Как долго можно не обращать внимания на роман, развивающийся у тебя прямо под носом? На самом деле весь вопрос в настрое. Наверняка на каком-то подсознательном уровне я отмечал обмен мимолетными взглядами и понимающими улыбками, замечал, как куда-то исчезают их руки в кино, как быстро, неуклюже перемещаются тела при моем внезапном появлении в комнате, как медленно сгущается воздух вокруг двух моих лучших друзей. Но я твердо закрывал на все глаза, намерившись пересидеть, переждать это безумие, как грипп или ангину. Я наивно полагал, что это всего лишь странный период, фаза бунтарских экспериментов, и что это пройдет.
Все-таки дело было в восемьдесят шестом году, нам никто не объяснил, как справляться с такими вещами. Про гомосексуализм мы знали примерно столько же, сколько про бога: слышали, что он существует, но могли и отрицать сам факт его существования. Мы рассуждали о том, принимает ли Майкл Джексон женские гормоны, говорили про помаду Боя Джорджа, называли обоих педиками, но по-настоящему, в глубине души, совершенно не верили в то, что они и вправду гомосексуалисты. Реклама, ясное дело. Много было слухов про Эндрю Маккарти, а вон как убедительно он сыграл с Элли Шиди в «Огнях святого Эльма» — как после этого можно считать его голубым? Мы, бывало, обзывали друг друга «пидорами», но никогда не подразумевали буквального значения. В основном мы лепили свою жизнь с Голливуда, а там, в свою очередь, тоже отвергали реальность.

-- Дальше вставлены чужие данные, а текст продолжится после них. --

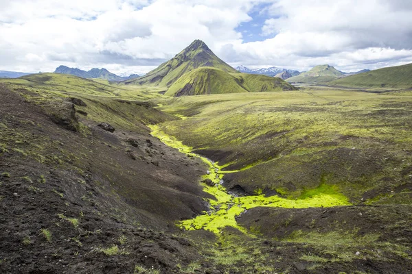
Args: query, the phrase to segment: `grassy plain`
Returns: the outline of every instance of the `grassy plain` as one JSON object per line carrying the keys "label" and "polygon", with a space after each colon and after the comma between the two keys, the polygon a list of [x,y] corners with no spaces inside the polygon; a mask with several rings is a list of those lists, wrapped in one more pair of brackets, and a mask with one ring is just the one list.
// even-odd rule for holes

Для нас, ребят из пригорода, понятие гомосексуализма было совершенно абстрактным, как алгебра или воронкообразная форма вселенной.
Поэтому некоторое время я мог делать вид, что не вижу того, что видел, и пребывал в убеждении, что лучшая тактика тут — как с бродячей собакой: если в глаза ей не смотреть, она и пройдет мимо. Мне совершенно необходимо было в это верить, и не только потому, что обратное было бы немыслимо. Главное, что они были моими лучшими и единственными друзьями, и я отчаянно боялся их потерять. Возможно, их гомосексуализм — перестань я закрывать на него глаза — и оскорбил бы мои чувства, но эта боль не могла бы сравниться с удушающим чувством одиночества, которое я испытывал с того самого дня, как мама совершила свой роковой прыжок в реку Буш.
В общем, я все знал, и они знали, что я знаю, и без единого слова на эту тему мы просто приняли ситуацию такой, как она есть. Поразительно на самом деле, как быстро это стало казаться нормальным в жаркой пустоте лета. Само собой стало обычным то, что, приходя к Сэмми, я иногда обнаруживал Уэйна уже у него, или что вечером я уходил от Сэмми, а Уэйн еще оставался. Я как-то никогда не заставлял их почувствовать странность их отношений, а они никогда не показывали мне, что я — третий лишний. Полагаю, у каждого были свои резоны для того, чтобы минимизировать масштабы происходящего и сохранять статус-кво. А лето все текло, незаметно набирая обороты.
Однажды вечером, когда мы тусовались у бассейна Сэмми, я зашел в дом, чтобы попить и пофлиртовать в гостиной с Люси, которая свернулась калачиком на диване в легких брюках, какие носят медсестры, и читала журнал «Пипл».
— Привет, Джо, — сказала она, опуская журнал, — как дела?
— Хорошо.
Я еще не просох после бассейна, и от кондиционера у меня мурашки побежали по коже.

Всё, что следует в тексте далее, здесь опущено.